13 KiB
layout | page_title | sidebar_current | description |
---|---|---|---|
guides | Preemption (Service and Batch Jobs) | guides-operating-a-job-preemption-service-batch | The following guide walks the user through enabling and using preemption on service and batch jobs in Nomad Enterprise (0.9.3 and above). |
Preemption for Service and Batch Jobs
~> Enterprise Only! This functionality only exists in Nomad Enterprise. This is not present in the open source version of Nomad.
Prior to Nomad 0.9, job priority in Nomad was used to process scheduling requests in priority order. Preemption, implemented in Nomad 0.9 allows Nomad to evict running allocations to place allocations of a higher priority. Allocations of a job that are blocked temporarily go into "pending" status until the cluster has additional capacity to run them. This is useful when operators need to run relatively higher priority tasks sooner even under resource contention across the cluster.

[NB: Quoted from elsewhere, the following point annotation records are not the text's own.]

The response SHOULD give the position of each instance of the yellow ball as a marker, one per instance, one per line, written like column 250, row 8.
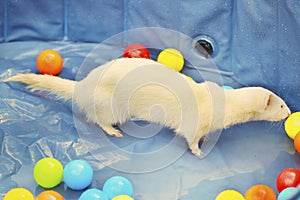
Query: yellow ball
column 292, row 125
column 122, row 197
column 19, row 194
column 230, row 195
column 48, row 172
column 172, row 58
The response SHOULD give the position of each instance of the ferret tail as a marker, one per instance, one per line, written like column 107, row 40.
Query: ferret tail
column 63, row 88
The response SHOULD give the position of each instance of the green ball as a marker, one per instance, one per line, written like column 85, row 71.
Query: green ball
column 48, row 173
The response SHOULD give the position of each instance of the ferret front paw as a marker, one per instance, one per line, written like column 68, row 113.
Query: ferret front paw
column 112, row 131
column 197, row 152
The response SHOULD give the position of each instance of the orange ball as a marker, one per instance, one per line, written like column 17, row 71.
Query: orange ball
column 297, row 142
column 260, row 192
column 49, row 62
column 49, row 195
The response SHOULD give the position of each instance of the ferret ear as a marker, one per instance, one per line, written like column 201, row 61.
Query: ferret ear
column 268, row 101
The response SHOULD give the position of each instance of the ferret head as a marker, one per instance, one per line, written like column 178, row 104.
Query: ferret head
column 271, row 108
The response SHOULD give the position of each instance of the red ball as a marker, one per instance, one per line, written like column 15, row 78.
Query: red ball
column 297, row 142
column 49, row 62
column 136, row 51
column 288, row 178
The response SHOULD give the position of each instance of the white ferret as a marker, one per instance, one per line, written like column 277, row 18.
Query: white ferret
column 144, row 89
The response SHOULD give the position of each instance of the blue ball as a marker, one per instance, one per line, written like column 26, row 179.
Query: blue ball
column 78, row 174
column 287, row 193
column 93, row 194
column 117, row 185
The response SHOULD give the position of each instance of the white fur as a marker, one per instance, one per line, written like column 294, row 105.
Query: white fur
column 145, row 89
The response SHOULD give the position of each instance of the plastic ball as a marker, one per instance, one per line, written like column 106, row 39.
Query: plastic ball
column 93, row 194
column 117, row 185
column 48, row 172
column 18, row 194
column 49, row 62
column 297, row 142
column 292, row 125
column 123, row 197
column 230, row 195
column 49, row 195
column 289, row 177
column 227, row 87
column 78, row 174
column 287, row 193
column 171, row 58
column 136, row 51
column 260, row 192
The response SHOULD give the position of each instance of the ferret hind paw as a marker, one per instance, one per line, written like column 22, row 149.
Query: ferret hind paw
column 197, row 152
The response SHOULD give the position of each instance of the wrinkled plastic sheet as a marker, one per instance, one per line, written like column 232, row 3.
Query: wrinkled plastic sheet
column 34, row 125
column 257, row 43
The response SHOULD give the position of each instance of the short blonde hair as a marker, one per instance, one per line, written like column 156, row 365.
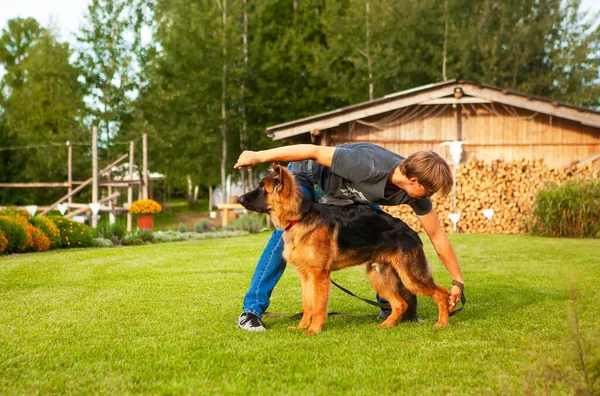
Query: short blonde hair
column 432, row 171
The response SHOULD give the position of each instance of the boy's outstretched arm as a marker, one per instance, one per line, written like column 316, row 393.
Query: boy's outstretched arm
column 445, row 252
column 298, row 152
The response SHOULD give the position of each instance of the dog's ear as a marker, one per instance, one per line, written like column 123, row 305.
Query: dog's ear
column 277, row 175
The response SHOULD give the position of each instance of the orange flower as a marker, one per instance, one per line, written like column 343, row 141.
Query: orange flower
column 145, row 207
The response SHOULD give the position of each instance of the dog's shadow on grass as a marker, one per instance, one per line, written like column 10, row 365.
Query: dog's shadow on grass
column 510, row 302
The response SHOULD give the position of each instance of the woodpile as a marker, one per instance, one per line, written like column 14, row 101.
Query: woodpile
column 509, row 188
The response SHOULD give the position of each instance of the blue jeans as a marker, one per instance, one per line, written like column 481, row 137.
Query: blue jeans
column 268, row 271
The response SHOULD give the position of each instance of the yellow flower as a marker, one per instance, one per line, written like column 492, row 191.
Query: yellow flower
column 145, row 207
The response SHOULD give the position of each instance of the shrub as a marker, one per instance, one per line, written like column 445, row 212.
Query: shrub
column 49, row 229
column 3, row 242
column 132, row 239
column 16, row 235
column 204, row 226
column 569, row 210
column 114, row 232
column 250, row 222
column 24, row 222
column 102, row 242
column 41, row 242
column 73, row 234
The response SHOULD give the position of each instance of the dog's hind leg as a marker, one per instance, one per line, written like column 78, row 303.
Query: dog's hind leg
column 307, row 298
column 416, row 277
column 385, row 282
column 321, row 283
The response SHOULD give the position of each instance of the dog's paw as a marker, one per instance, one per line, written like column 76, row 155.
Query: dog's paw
column 312, row 331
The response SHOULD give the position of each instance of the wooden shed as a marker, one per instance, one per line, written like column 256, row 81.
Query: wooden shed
column 493, row 124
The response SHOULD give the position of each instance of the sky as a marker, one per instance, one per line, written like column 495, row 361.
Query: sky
column 67, row 15
column 64, row 15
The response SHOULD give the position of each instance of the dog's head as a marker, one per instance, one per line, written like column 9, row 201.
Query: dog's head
column 276, row 192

While Nomad 0.9 introduced preemption for system jobs, Nomad 0.9.3 Enterprise additionally allows preemption for service and batch jobs. This functionality can easily be enabled by sending a payload with the appropriate options specified to the scheduler configuration API endpoint.
Reference Material
Estimated Time to Complete
20 minutes
Prerequisites
To perform the tasks described in this guide, you need to have a Nomad environment with Consul installed. You can use this repo to easily provision a sandbox environment. This guide will assume a cluster with one server node and three client nodes. To simulate resource contention, the nodes in this environment will each have 1 GB RAM (For AWS, you can choose the t2.micro instance type). Remember that service and batch job preemption require Nomad 0.9.3 Enterprise.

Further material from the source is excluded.